| I recently ran across the the license for Dragonfly [1] which has some restrictions (rights reserved), but 5 years after the license date the license switches to Apache 2.0. Basically a time-limited rights reservation. I don't hate it. I might even contribute to such a project for free. I propose something like this: When I release code, it's rights-reserved for 5 years, then open-source (and this particular clause would be irrevocable). Anyone may use the software for non-commercial purposes. Anyone may contribute, those who contribute will be granted permission for commercial use if I deem their contributions significant enough. Anyone may distribute the software under these terms. If such a model became popular, I have a hard time imagining it could make things any worse. It might even accelerate open-source development by shifting societies resources to those who are actually producing this valuable software. You might say, "but it's not open-source", fair enough, but we can view it as open-source contribution with a delay. For example, if this model became widely popular this year, and we saw great progress with this model, then come 2028 we would be flooded with new open-source software and ultimately might be better off than we would have been without this model. Ultimately people choose to make their software open-source for moral reasons, and because they hope that by giving they might receive in turn--I contribute, you contribute, and we share freely (and we're both poor). This model I've talked about still achieves similar goals. People might still be willing to contribute, even for free, because I have given them an irrevocable legal promise that their contributions will be made available to all at a specific time. (This whole thing makes me rethink copyright and patents and how much they really contribute to society. Perhaps their terms should be shortened?) [1]: https://github.com/dragonflydb/dragonfly/blob/main/LICENSE.m... |
You don't need to propose it. If its your code you can just do it.

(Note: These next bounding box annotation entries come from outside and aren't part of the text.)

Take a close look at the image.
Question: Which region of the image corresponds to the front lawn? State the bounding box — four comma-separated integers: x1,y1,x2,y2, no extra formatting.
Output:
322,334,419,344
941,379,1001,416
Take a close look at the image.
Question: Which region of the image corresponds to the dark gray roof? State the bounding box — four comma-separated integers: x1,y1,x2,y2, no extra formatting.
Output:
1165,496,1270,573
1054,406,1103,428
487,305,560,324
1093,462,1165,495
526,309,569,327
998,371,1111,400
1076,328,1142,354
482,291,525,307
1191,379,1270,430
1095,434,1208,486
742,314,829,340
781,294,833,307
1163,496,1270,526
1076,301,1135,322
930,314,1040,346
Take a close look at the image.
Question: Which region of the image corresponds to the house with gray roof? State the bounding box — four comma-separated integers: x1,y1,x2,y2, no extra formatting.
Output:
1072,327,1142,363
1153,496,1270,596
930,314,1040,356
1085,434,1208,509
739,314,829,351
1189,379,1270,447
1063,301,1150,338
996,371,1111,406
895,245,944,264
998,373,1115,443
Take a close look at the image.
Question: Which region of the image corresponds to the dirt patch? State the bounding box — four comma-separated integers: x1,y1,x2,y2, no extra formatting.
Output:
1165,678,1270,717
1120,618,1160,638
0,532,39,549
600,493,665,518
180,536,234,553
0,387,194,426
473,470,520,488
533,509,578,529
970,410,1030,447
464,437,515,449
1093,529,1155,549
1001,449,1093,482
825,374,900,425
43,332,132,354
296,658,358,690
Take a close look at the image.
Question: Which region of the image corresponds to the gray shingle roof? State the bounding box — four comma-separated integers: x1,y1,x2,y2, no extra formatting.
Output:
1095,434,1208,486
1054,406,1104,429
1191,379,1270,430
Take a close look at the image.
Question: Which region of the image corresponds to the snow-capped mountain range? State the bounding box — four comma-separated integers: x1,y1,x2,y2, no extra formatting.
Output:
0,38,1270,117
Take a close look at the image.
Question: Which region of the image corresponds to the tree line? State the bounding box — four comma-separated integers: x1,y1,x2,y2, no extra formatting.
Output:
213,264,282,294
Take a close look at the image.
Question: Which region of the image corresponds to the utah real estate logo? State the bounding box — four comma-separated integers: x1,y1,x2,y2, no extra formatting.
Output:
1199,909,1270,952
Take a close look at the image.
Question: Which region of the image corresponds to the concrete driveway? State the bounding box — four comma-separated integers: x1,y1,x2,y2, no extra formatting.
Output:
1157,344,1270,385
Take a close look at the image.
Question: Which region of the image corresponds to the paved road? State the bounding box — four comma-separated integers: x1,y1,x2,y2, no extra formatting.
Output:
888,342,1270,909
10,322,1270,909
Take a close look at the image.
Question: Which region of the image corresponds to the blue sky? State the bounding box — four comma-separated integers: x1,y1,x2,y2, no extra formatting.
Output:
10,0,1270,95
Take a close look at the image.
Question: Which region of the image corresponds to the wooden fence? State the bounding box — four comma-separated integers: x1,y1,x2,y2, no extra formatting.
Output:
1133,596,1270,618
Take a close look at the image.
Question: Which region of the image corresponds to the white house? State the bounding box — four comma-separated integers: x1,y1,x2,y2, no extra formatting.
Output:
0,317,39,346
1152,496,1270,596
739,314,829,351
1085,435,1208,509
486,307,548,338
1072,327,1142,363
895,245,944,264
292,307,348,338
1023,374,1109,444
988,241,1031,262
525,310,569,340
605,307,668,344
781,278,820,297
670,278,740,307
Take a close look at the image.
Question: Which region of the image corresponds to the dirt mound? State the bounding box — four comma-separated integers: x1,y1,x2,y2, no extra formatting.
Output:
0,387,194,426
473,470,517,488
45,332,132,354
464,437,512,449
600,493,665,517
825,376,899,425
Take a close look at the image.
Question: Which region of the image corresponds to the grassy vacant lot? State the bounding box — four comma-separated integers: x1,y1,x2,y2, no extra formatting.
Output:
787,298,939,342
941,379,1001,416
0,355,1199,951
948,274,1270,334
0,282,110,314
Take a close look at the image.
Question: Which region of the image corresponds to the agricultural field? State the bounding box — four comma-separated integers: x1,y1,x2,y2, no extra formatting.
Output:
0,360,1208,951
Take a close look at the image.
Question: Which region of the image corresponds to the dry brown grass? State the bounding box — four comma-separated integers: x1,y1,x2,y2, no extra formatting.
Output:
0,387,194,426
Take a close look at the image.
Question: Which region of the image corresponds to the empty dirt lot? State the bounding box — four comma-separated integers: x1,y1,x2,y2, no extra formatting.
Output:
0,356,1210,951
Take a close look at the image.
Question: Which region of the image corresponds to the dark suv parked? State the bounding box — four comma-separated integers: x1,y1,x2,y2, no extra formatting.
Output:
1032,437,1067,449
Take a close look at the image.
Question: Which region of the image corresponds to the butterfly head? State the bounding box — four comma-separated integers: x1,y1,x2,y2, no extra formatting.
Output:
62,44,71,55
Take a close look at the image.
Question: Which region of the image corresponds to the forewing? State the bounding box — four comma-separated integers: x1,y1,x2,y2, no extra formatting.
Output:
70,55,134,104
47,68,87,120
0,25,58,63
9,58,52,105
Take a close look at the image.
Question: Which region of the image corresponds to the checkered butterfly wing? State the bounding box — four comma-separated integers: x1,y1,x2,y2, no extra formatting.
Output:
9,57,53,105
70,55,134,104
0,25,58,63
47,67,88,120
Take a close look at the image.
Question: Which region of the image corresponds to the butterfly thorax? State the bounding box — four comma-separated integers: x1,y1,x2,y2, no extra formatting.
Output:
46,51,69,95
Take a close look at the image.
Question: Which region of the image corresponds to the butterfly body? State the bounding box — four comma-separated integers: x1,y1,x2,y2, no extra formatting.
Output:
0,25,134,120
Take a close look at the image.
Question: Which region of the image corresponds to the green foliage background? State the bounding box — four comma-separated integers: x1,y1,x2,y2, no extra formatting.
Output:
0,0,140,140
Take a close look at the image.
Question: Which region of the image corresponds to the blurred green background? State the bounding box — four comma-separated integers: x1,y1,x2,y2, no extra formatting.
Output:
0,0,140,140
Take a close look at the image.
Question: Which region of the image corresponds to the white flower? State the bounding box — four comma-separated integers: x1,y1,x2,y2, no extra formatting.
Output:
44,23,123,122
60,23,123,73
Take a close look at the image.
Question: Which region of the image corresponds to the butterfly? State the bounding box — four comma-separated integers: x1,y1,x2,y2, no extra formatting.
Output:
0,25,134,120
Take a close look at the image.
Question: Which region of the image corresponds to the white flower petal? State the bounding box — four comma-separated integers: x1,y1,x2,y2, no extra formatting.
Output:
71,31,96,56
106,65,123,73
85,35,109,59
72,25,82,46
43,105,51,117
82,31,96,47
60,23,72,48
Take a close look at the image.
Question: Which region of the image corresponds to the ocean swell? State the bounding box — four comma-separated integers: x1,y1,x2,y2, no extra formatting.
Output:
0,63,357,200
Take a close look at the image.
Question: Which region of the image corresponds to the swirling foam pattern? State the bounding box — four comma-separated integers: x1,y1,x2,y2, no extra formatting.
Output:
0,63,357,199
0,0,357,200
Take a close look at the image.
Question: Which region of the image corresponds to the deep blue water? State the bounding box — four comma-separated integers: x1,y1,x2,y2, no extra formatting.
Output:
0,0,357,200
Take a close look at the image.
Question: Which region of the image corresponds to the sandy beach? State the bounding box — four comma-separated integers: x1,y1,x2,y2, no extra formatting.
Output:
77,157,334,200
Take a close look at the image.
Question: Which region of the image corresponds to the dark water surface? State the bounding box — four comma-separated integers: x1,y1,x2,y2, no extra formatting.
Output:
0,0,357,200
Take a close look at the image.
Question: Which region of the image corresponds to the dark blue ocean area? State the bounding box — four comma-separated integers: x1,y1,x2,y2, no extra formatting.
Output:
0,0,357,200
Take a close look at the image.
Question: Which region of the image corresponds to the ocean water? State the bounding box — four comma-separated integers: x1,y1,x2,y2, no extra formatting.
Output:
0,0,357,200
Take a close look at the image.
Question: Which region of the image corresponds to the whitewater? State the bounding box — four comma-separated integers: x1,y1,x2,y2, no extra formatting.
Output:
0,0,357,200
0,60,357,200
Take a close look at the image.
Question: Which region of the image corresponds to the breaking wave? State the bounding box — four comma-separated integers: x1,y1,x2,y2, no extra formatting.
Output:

I would recommend that you clearly document (for yourself, if not publically) what your goals are. Is it money? Fame? Github stars? Users? Contributers? Something else? In order to determine if the license is a success you need to set goals, and then measure the results.
Frankly, while this topic comes up frequently on HN, it's getting somewhat boring. I'm starting to come around to the viewpoint that you can either give your work away for free, or make a living, [1], but fundamentally those two goals are against each other.
Sure you can make a living tangential to the work (docs, support et al), but of course that's taking time away from the code (so kinda just like a day job.)
[1] as with lots of fields, like authors and music, there is a tiny sliver of people who manage it, and are held up as examples that it can be done.
But I do applaud your creativity here, and i encourage you to experiment. My first thought is why bother to go Open at all? Presumably to meet some goal and it will be interesting to see if it meets that goal.
I suspect you are looking for contributers (but I'm putting words in your mouth here) and I would suggest that the vast majority of projects get no contributers, regardless of license.